DENİZDE 200 TON BALIK AZALDI
Su Ürünleri Kooperatif Merkez Birliği (SÜRKOOP) Genel Başkanı Ramazan Özkaya ise konuya ilişkin; “Balıkçılık istihdam yaratan, gıda açığını kapatan, çok yüksek besin değeri olan bir meslek dalı. Ekonomiye katkı sağlıyoruz” diyerek başladığı konuşmasında şu başlıkların altını çizdi: “Yaşamsal olan bu besin kaynağı meslek olarak kabul edilmiyor. Tarım Bakanlığı altında çiftçi olarak görünüyoruz. Balıkçılar karda, kışta, fırtınada denizlerde görevini yerine getirerek balığa çıkıyor. 200 ton balık azaldı denizlerde. Avcılık azalıyor, yetiştiricilik artıyor. Geleneksel balıkçılık ve Su Ürünleri Mühendisleri bizim için çok önemli. Küçük balıkçılar yani geleneksel balıkçılar denizlerin bekçileridir. Gelecek nesillerin hakkını çalmadan balıkçılık yapmalıyız. Yani sürdürülebilirliği sağlamalıyız. Tüm balıkçılar ortak masa etrafında oturmalı ve bakanlığa sorunlarını anlatmalı. Burada öncelikle kamuya iş düşüyor, anlaşılabilir bir tebliğ çıkarmalıyız. Denizler bize emanet, emanete hıyanet etmemeliyiz. Denizi düzgün bir şekilde kullanır ve korursan büyük balıkçılığa da küçük balıkçılığa da yeter.”

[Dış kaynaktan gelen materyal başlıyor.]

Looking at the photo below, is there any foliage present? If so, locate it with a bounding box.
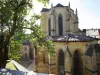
[0,0,54,60]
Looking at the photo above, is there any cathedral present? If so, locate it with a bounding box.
[20,3,100,75]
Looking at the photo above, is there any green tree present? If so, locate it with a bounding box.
[0,0,53,68]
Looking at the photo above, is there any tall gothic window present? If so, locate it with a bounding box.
[48,18,51,36]
[58,14,63,36]
[72,50,83,75]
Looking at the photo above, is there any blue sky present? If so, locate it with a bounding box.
[35,0,100,29]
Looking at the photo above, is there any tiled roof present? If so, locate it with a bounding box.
[41,8,49,12]
[41,3,64,12]
[45,34,98,42]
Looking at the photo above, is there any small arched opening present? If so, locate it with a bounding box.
[58,14,63,36]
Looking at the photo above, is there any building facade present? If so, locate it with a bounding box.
[83,29,100,38]
[34,3,100,75]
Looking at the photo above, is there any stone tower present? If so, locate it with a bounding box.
[41,3,79,36]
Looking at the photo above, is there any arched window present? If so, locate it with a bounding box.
[58,50,65,75]
[72,50,83,75]
[58,14,63,36]
[48,18,51,36]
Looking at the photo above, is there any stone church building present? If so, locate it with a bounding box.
[20,3,100,75]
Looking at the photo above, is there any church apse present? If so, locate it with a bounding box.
[58,50,65,75]
[72,50,84,75]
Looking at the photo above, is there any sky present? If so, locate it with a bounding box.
[34,0,100,29]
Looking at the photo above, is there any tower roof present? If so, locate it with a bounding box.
[46,34,99,42]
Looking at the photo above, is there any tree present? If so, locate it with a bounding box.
[0,0,53,68]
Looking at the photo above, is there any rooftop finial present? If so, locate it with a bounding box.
[75,8,78,16]
[51,3,53,8]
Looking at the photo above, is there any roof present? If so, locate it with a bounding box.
[41,8,49,12]
[45,34,98,42]
[85,44,100,57]
[41,3,66,12]
[22,40,30,45]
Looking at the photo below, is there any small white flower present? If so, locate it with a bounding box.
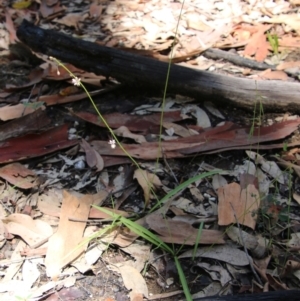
[72,76,80,87]
[108,139,116,148]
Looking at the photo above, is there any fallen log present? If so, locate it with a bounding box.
[194,290,300,301]
[17,20,300,112]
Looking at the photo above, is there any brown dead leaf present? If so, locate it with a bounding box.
[56,13,82,30]
[74,111,182,133]
[118,264,148,301]
[276,61,300,70]
[0,123,78,163]
[244,25,272,62]
[114,126,146,143]
[133,169,162,207]
[81,139,104,172]
[0,103,45,121]
[146,214,225,245]
[218,175,260,229]
[5,10,19,43]
[4,213,53,248]
[257,69,289,80]
[45,191,94,279]
[0,163,39,189]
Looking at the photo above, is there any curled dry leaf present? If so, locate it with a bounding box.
[133,169,162,207]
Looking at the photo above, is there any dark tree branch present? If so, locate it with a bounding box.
[17,21,300,112]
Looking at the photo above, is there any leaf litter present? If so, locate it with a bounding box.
[0,0,300,301]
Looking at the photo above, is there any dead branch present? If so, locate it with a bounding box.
[17,20,300,112]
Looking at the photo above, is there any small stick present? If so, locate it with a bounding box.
[230,203,263,286]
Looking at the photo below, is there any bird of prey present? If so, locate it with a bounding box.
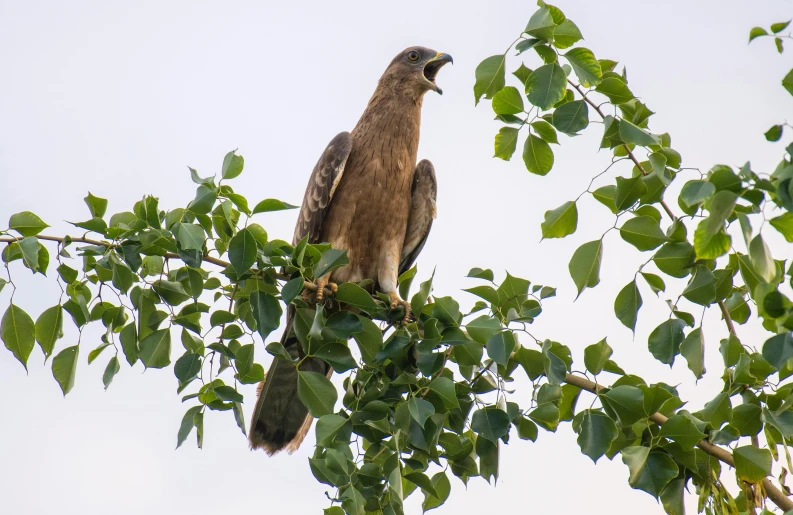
[250,47,452,454]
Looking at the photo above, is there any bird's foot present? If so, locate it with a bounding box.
[303,278,339,302]
[388,291,413,325]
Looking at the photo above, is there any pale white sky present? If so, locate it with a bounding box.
[0,0,793,515]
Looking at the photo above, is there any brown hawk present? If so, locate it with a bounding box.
[250,47,452,454]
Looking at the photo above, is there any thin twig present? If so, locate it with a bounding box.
[565,374,793,511]
[567,80,677,222]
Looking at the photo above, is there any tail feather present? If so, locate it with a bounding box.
[249,308,333,456]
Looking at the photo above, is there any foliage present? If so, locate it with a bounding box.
[0,1,793,515]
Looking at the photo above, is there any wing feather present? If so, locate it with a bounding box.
[399,159,438,275]
[292,132,352,245]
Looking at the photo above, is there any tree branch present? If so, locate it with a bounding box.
[565,374,793,511]
[567,79,677,222]
[719,300,738,338]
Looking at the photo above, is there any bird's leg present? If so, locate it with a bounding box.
[303,274,339,302]
[388,291,413,325]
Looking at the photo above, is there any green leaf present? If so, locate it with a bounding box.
[465,316,501,345]
[112,263,137,293]
[35,304,63,360]
[564,47,603,88]
[229,228,257,277]
[641,272,666,295]
[680,181,716,207]
[614,280,642,333]
[491,86,523,114]
[250,290,283,341]
[524,7,556,41]
[314,343,358,373]
[680,327,705,379]
[427,377,460,409]
[553,19,584,49]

DÜNYADA BALIKÇILIKLA İLGİLENEN KİŞİ SAYISI 60 MİLYON
“60 milyon kişi dünyada direkt olarak balıkçılıkla ilgileniyor” diyen FAO Temsilcisi Haydar Fersoy: “Burada yerel sorunlar konuşuldu ama küresel çapta da bunlardan farklı sorunlar yok. 70’lerde avlanan balıkların yüzde 90’ı güvenilir avlanma seviyesindeyken bu oran şu anda yüzde 67’lerde. Buna karşın balıkçılıkta inanılmaz bir hareketlilik var. Hemen hemen dünyanın bütün ülkelerinde karşılıklı balık ticareti var. Dünya çapında balıkçılığın yönetim çerçevesi çok değişti.”
ORTAK KARAR ALIYORUZ
İBB Tarımsal Hizmetler Dairesi Başkanı Ahmet Atalık ise konuya ilişkin şunlara değindi: “Balıkçıların devamlılığı hepimiz için çok önemli. İBB üretenlerin yanında olmak amacıyla balıkçılarımızla da bir araya geldi. Yüz yüze temasın çok önemli olduğunu vurgulamak istiyorum. Bizler ne karar alıyorsak: hocalarımızla görüşerek, alanda çalışanlarla görüşerek, temasa geçerek birlikte karar alıyoruz. Çünkü en doğru kararlar ortak kararlardır.”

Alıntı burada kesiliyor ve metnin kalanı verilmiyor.